Awesome, let’s get your stuff in the van,” Reed said. “Then you guys can go in and suit up.” Reed had long, light brown hair, pulled back into a ponytail, and brown eyes. They both wore orange Pare baseball style caps.


Suiting up” consisted of wetsuits on top of Nike Dri Fit synthetic long underwear. Over that, easy dry t-shirts and pants with Gore-Tex jackets. Arizona weather in May could be tricky—hot afternoons and cold nights were the norm, so we were ready for everything.

The four of us piled into the van and drove to Lees Ferry, which gave us access to the Colorado River. Jake chose the fifteen foot paddle rafts so we’d have a more “hands on experience” which meant we rowed too—or he did. As for me, I held on to the ropes for dear life. We launched into the still, calm waters and let loose from the shore.

Soon enough we were slipping between the canyon walls with the Kaibab Plateau rising over 9,000 feet above us.


Well, kids,” Skye, who wasn’t much older than Jake, said, “welcome to Marble Canyon. This is the corridor that makes up the first 65 miles of the Grand Canyon and these rock layers are over 1.7 billion years old.”

Every now and again they threw out random facts they thought we might like to know. What words were there to describe our thoughts, to process the immense beauty and sheer awesomeness of the Grand Canyon? The orange, cream and red hues of the canyon walls cradled us as we passed through them. They were so old and had withstood Mother Nature and everything man had thrown at them so far, and there the canyon stood, as powerful as ever.
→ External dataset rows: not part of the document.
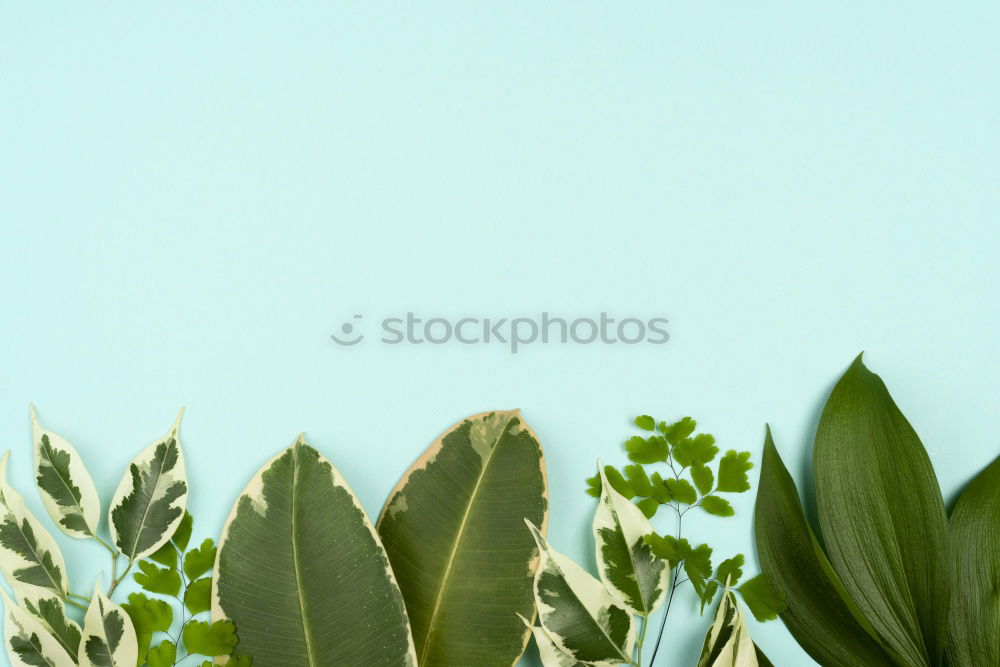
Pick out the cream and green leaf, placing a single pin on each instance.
(457, 517)
(149, 503)
(65, 485)
(633, 574)
(26, 640)
(548, 652)
(28, 553)
(328, 596)
(578, 613)
(728, 642)
(109, 639)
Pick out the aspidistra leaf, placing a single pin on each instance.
(820, 613)
(298, 518)
(633, 574)
(882, 516)
(66, 487)
(974, 620)
(149, 503)
(457, 516)
(577, 612)
(28, 553)
(109, 639)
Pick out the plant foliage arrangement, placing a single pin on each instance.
(589, 621)
(887, 578)
(147, 510)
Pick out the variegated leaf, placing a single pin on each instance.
(151, 498)
(27, 642)
(549, 653)
(577, 612)
(50, 611)
(28, 553)
(301, 572)
(109, 638)
(66, 487)
(457, 516)
(633, 574)
(728, 642)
Reed manned the back of the raft while Skye was up front. Jake was right behind me in the middle. We lifted out our oars to just hold on and take a breath. I leaned back against Jake. Somehow I felt like everything we’d been through had made us even stronger.

An edging of green plants and colorful wildflowers twisted along the banks on both sides. Slow-paced muddy waters drifted into white water spray and rough rapids. As we entered them we all came alive. Every nerve sang with the thrill of the surging water as our raft dipped and spiked and the cold waters cascaded over us. Each muscle pumped as we tested and proved our own strength and fortitude. When we got to the sweet spot we all screamed and shouted from the extreme pleasure. There was nothing like it!